Sconto al posto dello scontrino: cosa si rischia?

> Diritto e Fisco Pubblicato il 26 agosto 2017



Se, al momento di pagare un bene o un servizio a un negoziante, proponessi di farmi uno sconto invece che di emettermi lo scontrino, cosa rischio legalmente?

 

L’articolo 33, comma 10, del decreto legge n. 269 del 2003, convertito in legge n. 326 del 2003, ha abrogato l’articolo 11, comma 6, del decreto legislativo n. 471 del 1997 che prevedeva una sanzione amministrativa (da 51 euro fino a 1.032 euro) per il destinatario di scontrino o ricevuta fiscale che, a richiesta degli organi accertatori, nel luogo della presentazione o nelle sue adiacenze, non esibiva il documento o lo esibiva con l’indicazione di un importo inferiore a quello reale.
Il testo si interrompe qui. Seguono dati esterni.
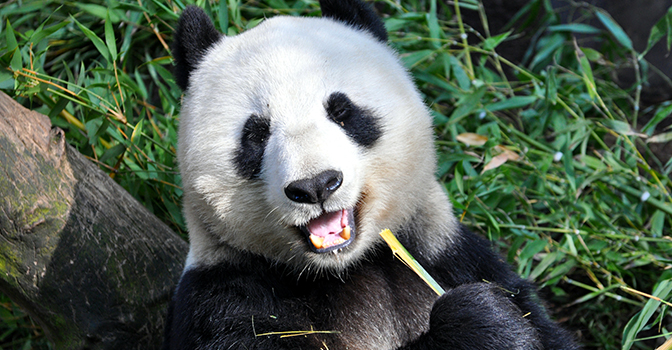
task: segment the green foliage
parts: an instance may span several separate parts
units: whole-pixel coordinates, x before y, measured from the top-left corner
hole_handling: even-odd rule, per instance
[[[174,147],[181,92],[166,43],[187,3],[0,5],[0,89],[48,115],[180,233]],[[319,14],[309,0],[196,3],[227,35],[264,17]],[[672,42],[672,10],[640,53],[606,12],[588,5],[581,18],[604,29],[563,24],[548,1],[531,0],[498,35],[462,22],[466,13],[487,22],[477,0],[379,5],[391,46],[431,107],[437,176],[460,219],[537,281],[588,347],[651,348],[670,337],[672,161],[658,159],[650,145],[672,139],[659,127],[672,118],[672,104],[643,107],[640,94],[644,53]],[[497,54],[524,31],[537,33],[524,65]],[[581,47],[577,35],[602,47]],[[633,70],[637,82],[617,86],[615,67]],[[642,115],[650,117],[643,126]],[[466,133],[487,141],[458,141]]]

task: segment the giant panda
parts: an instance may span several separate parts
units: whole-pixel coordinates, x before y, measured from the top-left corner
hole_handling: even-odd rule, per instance
[[[456,220],[432,117],[372,8],[320,4],[231,37],[198,7],[179,19],[190,249],[164,349],[578,349]]]

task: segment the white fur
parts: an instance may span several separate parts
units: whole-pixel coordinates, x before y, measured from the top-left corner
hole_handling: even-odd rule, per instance
[[[323,18],[275,17],[223,38],[192,73],[180,118],[178,157],[190,231],[187,268],[236,262],[249,251],[298,271],[340,271],[361,259],[381,229],[422,212],[431,256],[455,227],[434,179],[432,120],[396,54],[371,35]],[[358,146],[325,112],[334,92],[380,118],[382,136]],[[269,118],[259,179],[233,164],[247,118]],[[283,188],[324,170],[343,184],[327,211],[360,201],[357,238],[337,254],[308,250],[296,225],[321,212],[290,201]],[[433,228],[433,229],[432,229]]]

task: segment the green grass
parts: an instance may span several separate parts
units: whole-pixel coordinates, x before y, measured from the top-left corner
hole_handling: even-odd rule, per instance
[[[74,147],[183,235],[174,148],[181,92],[166,43],[187,3],[0,5],[0,89],[48,115]],[[227,35],[264,17],[319,15],[316,1],[197,3]],[[606,30],[563,25],[546,0],[531,0],[510,32],[490,35],[454,16],[479,11],[487,20],[475,0],[379,5],[390,45],[434,113],[437,175],[461,220],[542,287],[588,348],[651,349],[669,338],[672,161],[650,145],[672,137],[659,127],[672,118],[672,104],[641,105],[638,87],[650,69],[643,53],[590,6],[581,18]],[[664,19],[649,44],[669,47],[672,14]],[[523,31],[537,33],[525,65],[496,54]],[[577,33],[602,47],[580,47]],[[638,81],[617,86],[614,67],[631,69]],[[487,141],[458,141],[465,133]],[[1,317],[2,348],[46,348],[28,318]]]

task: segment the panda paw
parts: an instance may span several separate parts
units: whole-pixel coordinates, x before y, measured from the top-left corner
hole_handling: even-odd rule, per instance
[[[487,283],[447,291],[434,304],[424,348],[542,349],[537,331],[505,293]]]

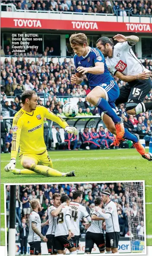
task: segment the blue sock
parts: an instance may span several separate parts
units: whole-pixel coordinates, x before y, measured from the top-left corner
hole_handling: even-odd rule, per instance
[[[107,114],[110,117],[111,117],[114,123],[120,121],[120,120],[119,116],[117,115],[116,113],[113,110],[105,99],[100,98],[95,106],[98,106],[102,112]]]
[[[126,139],[126,140],[131,140],[133,142],[137,142],[138,138],[136,136],[136,135],[132,134],[132,133],[130,133],[126,128],[124,129],[124,134],[123,138],[124,138],[124,139]]]
[[[152,133],[151,137],[150,138],[150,141],[149,141],[149,153],[151,153],[152,154]]]

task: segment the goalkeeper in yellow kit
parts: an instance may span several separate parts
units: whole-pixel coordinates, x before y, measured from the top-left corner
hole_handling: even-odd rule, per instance
[[[44,118],[55,122],[68,133],[76,135],[76,129],[69,127],[62,118],[45,107],[38,106],[38,96],[34,91],[25,91],[22,94],[21,100],[23,106],[16,114],[13,120],[11,160],[5,167],[5,171],[11,170],[16,174],[75,176],[73,171],[61,173],[53,169],[44,138]],[[19,158],[25,168],[22,170],[15,168],[19,146]]]

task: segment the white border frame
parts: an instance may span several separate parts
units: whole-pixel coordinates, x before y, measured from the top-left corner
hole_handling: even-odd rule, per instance
[[[6,226],[6,187],[7,185],[15,185],[16,186],[19,186],[21,185],[49,185],[49,184],[80,184],[82,183],[84,184],[85,183],[126,183],[126,182],[142,182],[143,185],[143,211],[144,211],[144,243],[145,243],[145,252],[144,253],[130,253],[127,254],[126,253],[114,253],[115,255],[146,255],[147,253],[147,247],[146,247],[146,201],[145,201],[145,180],[120,180],[120,181],[84,181],[84,182],[78,182],[76,181],[76,182],[62,182],[61,183],[60,182],[57,182],[56,183],[55,183],[54,182],[43,182],[42,183],[4,183],[4,213],[5,213],[5,248],[6,248],[6,256],[7,256],[8,255],[8,251],[7,251],[7,226]],[[67,254],[67,255],[69,254]],[[79,254],[78,254],[79,255]],[[83,255],[83,254],[79,254],[79,255]],[[100,255],[99,253],[91,253],[90,255],[95,256],[98,256]],[[102,253],[103,255],[107,255],[107,253]],[[48,255],[42,255],[42,256],[48,256]]]

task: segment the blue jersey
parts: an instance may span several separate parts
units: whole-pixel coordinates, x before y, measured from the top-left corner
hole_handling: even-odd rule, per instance
[[[104,72],[103,74],[94,75],[90,73],[86,73],[89,86],[92,89],[102,83],[108,83],[111,80],[114,80],[107,66],[103,54],[96,48],[89,47],[89,52],[85,57],[79,57],[75,54],[74,56],[74,62],[76,73],[78,73],[76,69],[78,66],[92,67],[95,66],[96,62],[103,62],[104,63]]]

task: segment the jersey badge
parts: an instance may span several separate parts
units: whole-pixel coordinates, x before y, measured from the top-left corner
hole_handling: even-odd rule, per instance
[[[17,126],[14,126],[13,127],[13,131],[14,132],[14,133],[16,133],[18,129],[18,127],[17,127]]]
[[[96,59],[97,60],[99,60],[99,61],[101,61],[102,60],[101,56],[98,56]]]
[[[38,120],[40,120],[40,119],[41,119],[41,118],[40,115],[38,115],[37,116],[36,116],[36,117],[38,118]]]
[[[123,72],[127,67],[127,65],[126,63],[125,63],[122,60],[120,60],[114,67],[120,72]]]

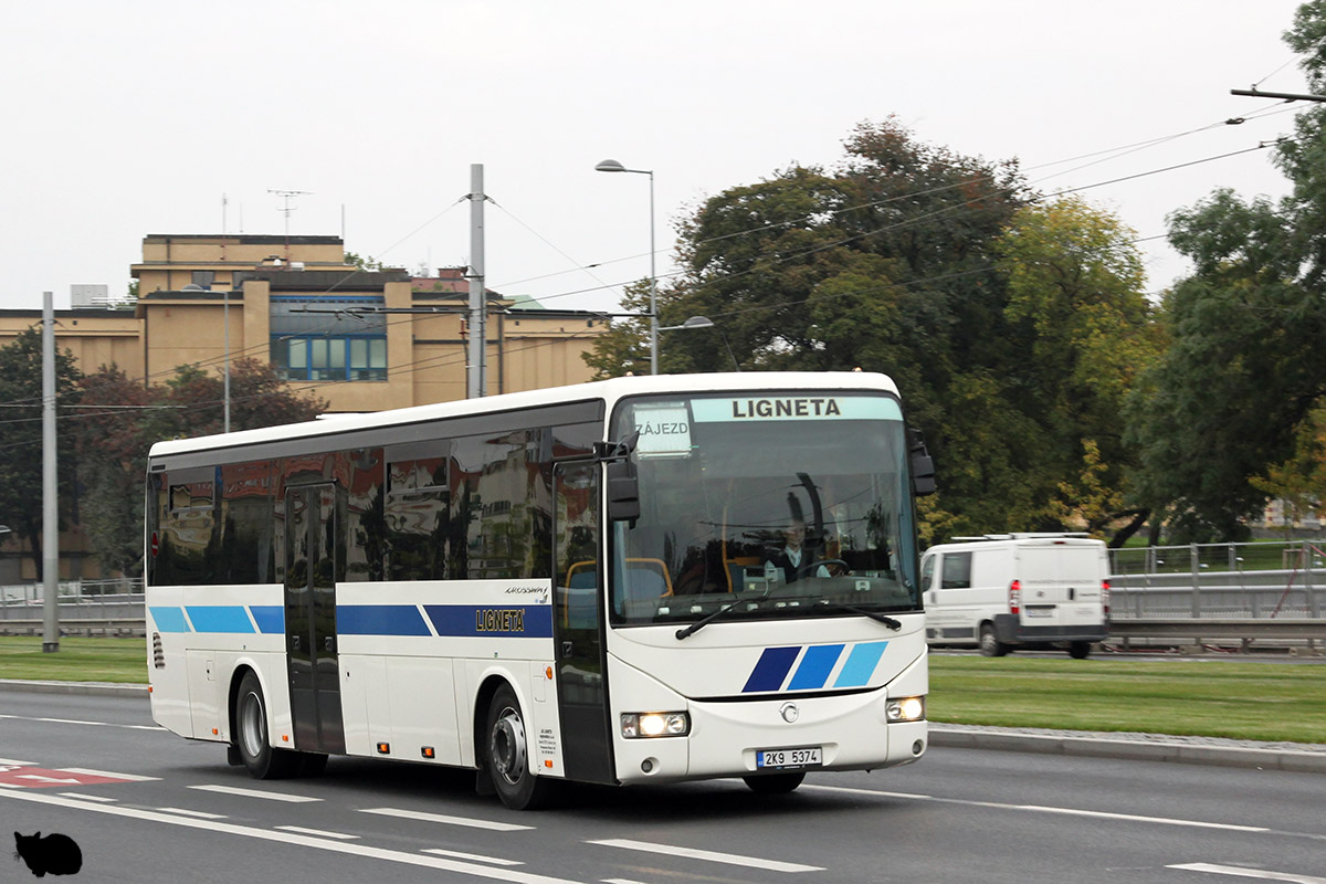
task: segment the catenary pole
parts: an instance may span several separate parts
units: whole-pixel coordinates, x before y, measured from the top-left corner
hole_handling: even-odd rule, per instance
[[[56,509],[56,309],[41,293],[41,651],[60,649],[60,520]]]
[[[488,305],[484,297],[484,167],[469,167],[469,364],[467,396],[479,399],[488,392],[487,341]]]

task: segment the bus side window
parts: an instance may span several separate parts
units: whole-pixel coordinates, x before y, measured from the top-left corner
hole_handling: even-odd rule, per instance
[[[965,590],[972,584],[972,554],[945,553],[940,563],[940,588]]]

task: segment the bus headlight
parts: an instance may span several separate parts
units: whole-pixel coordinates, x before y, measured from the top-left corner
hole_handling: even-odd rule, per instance
[[[886,708],[888,721],[920,721],[926,717],[926,697],[898,697]]]
[[[622,736],[627,740],[684,737],[688,733],[691,733],[691,717],[684,712],[622,713]]]

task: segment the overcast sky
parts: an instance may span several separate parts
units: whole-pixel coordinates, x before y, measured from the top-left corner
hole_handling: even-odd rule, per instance
[[[306,192],[292,235],[343,232],[349,250],[411,270],[463,265],[457,200],[481,163],[489,288],[611,310],[648,273],[648,182],[598,160],[654,171],[660,274],[674,223],[705,197],[831,167],[857,123],[890,114],[922,142],[1017,158],[1042,191],[1094,186],[1290,133],[1303,102],[1229,90],[1305,91],[1281,40],[1297,7],[11,1],[0,307],[38,309],[44,290],[65,307],[72,284],[123,292],[147,233],[280,235],[272,191]],[[1252,118],[1220,125],[1235,117]],[[1285,192],[1269,160],[1082,196],[1158,237],[1216,187]],[[1150,290],[1185,272],[1163,240],[1142,247]]]

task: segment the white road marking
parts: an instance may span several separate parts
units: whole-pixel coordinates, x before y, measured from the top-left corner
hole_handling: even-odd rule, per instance
[[[487,877],[499,881],[513,881],[514,884],[581,884],[579,881],[570,881],[568,879],[552,877],[548,875],[536,875],[533,872],[493,868],[492,865],[480,865],[476,863],[463,863],[460,860],[446,859],[443,856],[420,856],[419,854],[406,854],[402,851],[391,851],[381,847],[369,847],[366,844],[346,844],[343,842],[334,842],[325,838],[312,838],[309,835],[300,835],[296,832],[281,832],[271,828],[253,828],[251,826],[237,826],[235,823],[220,823],[216,820],[192,819],[190,816],[176,816],[174,814],[162,814],[158,811],[141,810],[137,807],[89,804],[86,802],[72,798],[60,798],[57,795],[40,794],[34,790],[3,791],[0,793],[0,798],[13,798],[17,801],[28,801],[38,804],[49,804],[56,807],[70,807],[97,814],[110,814],[113,816],[129,816],[131,819],[142,819],[150,823],[166,823],[168,826],[200,828],[210,832],[220,832],[224,835],[239,835],[241,838],[256,838],[267,842],[280,842],[282,844],[298,844],[300,847],[312,847],[314,850],[324,850],[333,854],[347,854],[350,856],[362,856],[366,859],[386,860],[389,863],[422,865],[424,868],[435,868],[444,872],[456,872],[457,875],[473,875],[475,877]]]
[[[329,832],[321,828],[304,828],[302,826],[277,826],[281,831],[286,832],[302,832],[305,835],[316,835],[317,838],[337,838],[342,842],[353,842],[359,838],[358,835],[346,835],[345,832]]]
[[[190,789],[196,789],[204,793],[221,793],[224,795],[241,795],[244,798],[269,798],[272,801],[288,801],[292,803],[322,801],[321,798],[309,798],[308,795],[284,795],[281,793],[268,793],[260,789],[240,789],[239,786],[190,786]]]
[[[472,859],[476,863],[492,863],[493,865],[524,865],[520,860],[503,859],[501,856],[480,856],[479,854],[461,854],[460,851],[444,851],[440,847],[426,847],[424,854],[436,854],[438,856],[455,856],[456,859]]]
[[[1097,819],[1118,819],[1131,823],[1156,823],[1162,826],[1191,826],[1193,828],[1221,828],[1233,832],[1269,832],[1262,826],[1236,826],[1233,823],[1207,823],[1200,819],[1172,819],[1170,816],[1139,816],[1136,814],[1111,814],[1102,810],[1079,810],[1075,807],[1042,807],[1040,804],[1005,804],[991,801],[971,801],[965,798],[935,798],[934,795],[908,795],[907,793],[884,793],[871,789],[849,789],[846,786],[802,786],[801,789],[818,789],[821,791],[850,793],[853,795],[879,795],[880,798],[910,798],[915,801],[934,801],[944,804],[964,804],[967,807],[992,807],[994,810],[1022,810],[1038,814],[1065,814],[1069,816],[1093,816]]]
[[[160,777],[141,777],[139,774],[117,774],[109,770],[93,770],[91,767],[56,767],[66,774],[86,774],[89,777],[109,777],[111,779],[127,779],[133,783],[147,783],[160,779]]]
[[[110,721],[82,721],[80,718],[37,718],[33,716],[0,716],[0,718],[16,718],[19,721],[45,721],[48,724],[56,725],[89,725],[93,728],[126,728],[129,730],[160,730],[166,732],[160,725],[117,725]],[[11,763],[11,762],[0,762]]]
[[[199,819],[225,819],[221,814],[208,814],[202,810],[184,810],[183,807],[158,807],[163,814],[184,814],[186,816],[198,816]]]
[[[633,842],[626,838],[610,838],[602,842],[587,842],[589,844],[602,844],[603,847],[622,847],[629,851],[644,851],[646,854],[663,854],[666,856],[687,856],[690,859],[703,859],[709,863],[727,863],[729,865],[745,865],[748,868],[762,868],[768,872],[822,872],[819,865],[801,865],[798,863],[782,863],[773,859],[760,859],[758,856],[741,856],[740,854],[719,854],[715,851],[700,851],[691,847],[676,847],[674,844],[654,844],[652,842]]]
[[[1211,872],[1212,875],[1237,875],[1238,877],[1257,877],[1264,881],[1292,881],[1292,884],[1326,884],[1326,877],[1313,875],[1292,875],[1289,872],[1264,872],[1260,868],[1242,868],[1240,865],[1215,865],[1212,863],[1184,863],[1183,865],[1166,865],[1185,872]]]
[[[533,826],[517,826],[516,823],[495,823],[489,819],[471,819],[469,816],[444,816],[443,814],[426,814],[422,810],[399,810],[396,807],[361,807],[362,814],[378,814],[381,816],[399,816],[400,819],[416,819],[423,823],[442,823],[444,826],[468,826],[469,828],[488,828],[495,832],[522,832],[534,828]]]

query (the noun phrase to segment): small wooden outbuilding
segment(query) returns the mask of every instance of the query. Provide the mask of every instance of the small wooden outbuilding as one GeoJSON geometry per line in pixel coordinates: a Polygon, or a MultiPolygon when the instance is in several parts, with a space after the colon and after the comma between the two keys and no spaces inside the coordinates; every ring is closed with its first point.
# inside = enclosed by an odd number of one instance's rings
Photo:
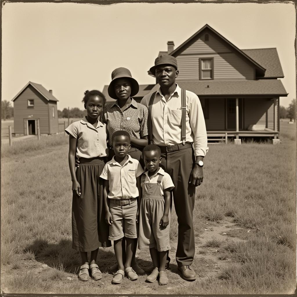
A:
{"type": "Polygon", "coordinates": [[[57,102],[51,90],[29,81],[12,100],[13,102],[14,133],[37,135],[39,121],[40,134],[59,132],[57,102]]]}

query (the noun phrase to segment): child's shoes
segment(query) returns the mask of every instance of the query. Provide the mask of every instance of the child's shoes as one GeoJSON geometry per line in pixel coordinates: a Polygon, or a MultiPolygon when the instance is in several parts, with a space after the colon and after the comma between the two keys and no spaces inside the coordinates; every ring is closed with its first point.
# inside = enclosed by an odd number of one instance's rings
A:
{"type": "Polygon", "coordinates": [[[167,285],[168,283],[168,278],[165,271],[159,271],[159,284],[167,285]]]}
{"type": "Polygon", "coordinates": [[[115,274],[111,281],[112,284],[120,284],[125,275],[125,272],[123,270],[118,270],[115,274]]]}
{"type": "Polygon", "coordinates": [[[78,279],[83,282],[86,282],[89,279],[89,269],[90,266],[89,264],[84,264],[81,265],[79,268],[78,273],[78,279]],[[84,269],[87,269],[86,271],[83,271],[84,269]]]}
{"type": "Polygon", "coordinates": [[[136,280],[138,278],[138,276],[132,267],[127,267],[125,268],[125,272],[130,280],[136,280]]]}
{"type": "Polygon", "coordinates": [[[97,264],[91,264],[90,265],[92,278],[94,280],[99,280],[102,278],[102,274],[97,264]]]}
{"type": "Polygon", "coordinates": [[[155,268],[153,269],[151,273],[148,275],[146,278],[146,280],[150,282],[155,282],[159,275],[159,270],[158,268],[155,268]]]}

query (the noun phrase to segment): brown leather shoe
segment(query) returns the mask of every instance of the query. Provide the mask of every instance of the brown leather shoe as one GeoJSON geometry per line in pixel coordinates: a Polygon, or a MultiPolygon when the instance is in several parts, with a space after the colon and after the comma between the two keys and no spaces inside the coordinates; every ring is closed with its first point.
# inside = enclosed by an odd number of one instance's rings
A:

Pertanto, oggi il cittadino che non esibisce scontrino fiscale o ricevuta fiscale, non rischia nulla se non esibisce agli organi accertatori (guardia di finanza di solito) il documento fiscale, non è cioè sanzionabile.

Pesanti sanzioni amministrative, invece (fino alla chiusura dell’esercizio per un certo numero di giorni) sono previste per il commerciante.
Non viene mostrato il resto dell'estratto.